No entanto, alguns analistas começam a pedir cautela. Kai Wang, da Morningstar, empresa americana de serviços financeiros, argumenta que a DeepSeek não mudará os fundamentos da maioria das empresas que lucraram com o recente rally do mercado de ações chinês.
Um rally anterior perdeu força quando o forte apoio do governo à economia não se materializou; o mesmo pode acontecer este ano, diz Wang, se as empresas tiverem dificuldade em monetizar a IA.
O acesso a semicondutores avançados pode ser outro obstáculo. Por enquanto, a oferta é suficiente. As empresas ainda conseguem comprar chips H20 da Nvidia, líder americana em chips de IA.
Embora sejam menos potentes do que os modelos mais avançados da Nvidia, cuja venda à China foi proibida pelos EUA, eles parecem atender às necessidades atuais. Projetistas locais de chips, como Cambricon, Enflame e Huawei, estão tentando alcançar a concorrência e já começaram a fornecer para algumas empresas de IA chinesas.
Ainda assim, a escassez de semicondutores pode frear o crescimento da IA na China. Alguns analistas temem que, à medida que novas aplicações surgirem, aumentando a demanda por mais poder de computação, as restrições na oferta de chips comecem a pesar.

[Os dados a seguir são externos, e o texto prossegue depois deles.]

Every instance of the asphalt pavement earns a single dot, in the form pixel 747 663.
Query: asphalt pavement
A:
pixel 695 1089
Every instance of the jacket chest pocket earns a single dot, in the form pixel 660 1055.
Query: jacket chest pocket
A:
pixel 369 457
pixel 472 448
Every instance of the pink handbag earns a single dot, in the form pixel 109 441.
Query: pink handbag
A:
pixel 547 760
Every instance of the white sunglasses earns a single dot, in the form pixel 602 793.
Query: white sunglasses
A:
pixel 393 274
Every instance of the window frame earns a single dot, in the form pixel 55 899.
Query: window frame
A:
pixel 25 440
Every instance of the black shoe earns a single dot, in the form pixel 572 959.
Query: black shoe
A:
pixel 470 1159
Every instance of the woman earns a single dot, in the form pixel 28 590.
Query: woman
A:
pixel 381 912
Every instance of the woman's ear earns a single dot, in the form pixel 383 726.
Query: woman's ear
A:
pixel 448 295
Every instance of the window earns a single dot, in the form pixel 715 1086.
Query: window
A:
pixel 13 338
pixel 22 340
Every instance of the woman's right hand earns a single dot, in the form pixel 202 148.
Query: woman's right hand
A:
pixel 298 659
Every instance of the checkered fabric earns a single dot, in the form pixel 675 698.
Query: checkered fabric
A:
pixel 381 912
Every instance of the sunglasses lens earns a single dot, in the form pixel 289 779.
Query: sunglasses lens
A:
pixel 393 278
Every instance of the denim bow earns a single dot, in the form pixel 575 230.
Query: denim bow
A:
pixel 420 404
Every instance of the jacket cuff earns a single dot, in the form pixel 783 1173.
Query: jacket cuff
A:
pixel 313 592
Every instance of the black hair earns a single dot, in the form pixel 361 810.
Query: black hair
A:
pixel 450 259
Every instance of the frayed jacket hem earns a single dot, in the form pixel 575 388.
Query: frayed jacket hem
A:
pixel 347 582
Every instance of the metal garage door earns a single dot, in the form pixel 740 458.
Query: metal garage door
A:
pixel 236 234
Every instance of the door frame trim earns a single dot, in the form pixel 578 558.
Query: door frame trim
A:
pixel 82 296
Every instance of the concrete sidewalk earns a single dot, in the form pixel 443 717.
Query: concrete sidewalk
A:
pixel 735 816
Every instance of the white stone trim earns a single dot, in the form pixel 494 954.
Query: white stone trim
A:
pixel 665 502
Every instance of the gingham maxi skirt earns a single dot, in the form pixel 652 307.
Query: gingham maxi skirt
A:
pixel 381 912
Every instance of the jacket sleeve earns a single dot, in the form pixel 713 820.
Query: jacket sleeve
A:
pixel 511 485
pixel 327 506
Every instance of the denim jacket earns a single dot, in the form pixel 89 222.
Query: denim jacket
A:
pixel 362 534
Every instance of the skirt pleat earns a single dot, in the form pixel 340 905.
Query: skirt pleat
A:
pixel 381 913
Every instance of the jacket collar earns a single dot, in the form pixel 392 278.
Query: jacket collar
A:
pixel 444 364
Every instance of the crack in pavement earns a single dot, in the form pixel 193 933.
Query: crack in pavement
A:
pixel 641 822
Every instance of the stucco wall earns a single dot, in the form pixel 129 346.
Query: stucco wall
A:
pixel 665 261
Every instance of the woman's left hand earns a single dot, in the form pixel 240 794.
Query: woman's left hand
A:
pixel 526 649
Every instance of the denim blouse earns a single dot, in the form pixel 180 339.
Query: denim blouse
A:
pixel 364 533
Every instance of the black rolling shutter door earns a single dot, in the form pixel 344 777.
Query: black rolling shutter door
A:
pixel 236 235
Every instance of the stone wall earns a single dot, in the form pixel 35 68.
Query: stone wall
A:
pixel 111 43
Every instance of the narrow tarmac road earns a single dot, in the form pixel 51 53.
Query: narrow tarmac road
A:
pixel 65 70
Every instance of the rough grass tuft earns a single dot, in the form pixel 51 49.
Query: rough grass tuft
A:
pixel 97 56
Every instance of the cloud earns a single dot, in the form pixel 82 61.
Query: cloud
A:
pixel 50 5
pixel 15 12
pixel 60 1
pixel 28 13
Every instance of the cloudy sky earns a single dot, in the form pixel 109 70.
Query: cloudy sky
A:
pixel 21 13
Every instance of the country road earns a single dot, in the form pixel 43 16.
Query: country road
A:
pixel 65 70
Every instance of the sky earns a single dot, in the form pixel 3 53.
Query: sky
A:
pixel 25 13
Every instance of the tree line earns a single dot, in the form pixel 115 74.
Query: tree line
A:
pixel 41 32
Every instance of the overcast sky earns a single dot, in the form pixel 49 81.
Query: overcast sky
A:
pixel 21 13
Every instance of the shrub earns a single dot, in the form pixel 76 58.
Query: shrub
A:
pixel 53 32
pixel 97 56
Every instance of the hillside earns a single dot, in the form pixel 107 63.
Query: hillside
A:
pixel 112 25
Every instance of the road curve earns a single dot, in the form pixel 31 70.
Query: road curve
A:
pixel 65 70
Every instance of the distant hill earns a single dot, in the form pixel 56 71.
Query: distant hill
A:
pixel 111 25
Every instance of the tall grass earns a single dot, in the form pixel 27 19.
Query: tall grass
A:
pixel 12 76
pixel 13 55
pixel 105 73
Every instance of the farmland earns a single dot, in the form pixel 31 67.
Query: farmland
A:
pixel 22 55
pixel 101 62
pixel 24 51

A SMIC, principal fundição estatal da China, enfrenta sérias limitações de capacidade e não consegue produzir os semicondutores mais avançados. Além disso, mesmo os melhores chips projetados localmente pela Huawei ainda estão muito atrás dos da Nvidia em desempenho.
Greg Allen, do CSIS, think tank sediado em Washington, escreveu recentemente que levará vários anos de melhorias nos chips de IA da Huawei e no software associado para que a DeepSeek os adote como uma alternativa viável.
Há rumores de que o governo Trump está considerando restrições mais severas à China, incluindo limitar seu acesso aos chips H20. O recente rally chinês se baseia na crença de que o custo de treinar e operar modelos de IA continuará caindo.
Ao restringir o acesso a chips, o presidente americano poderia elevar esses custos, colocando um fim abrupto na euforia da IA na China.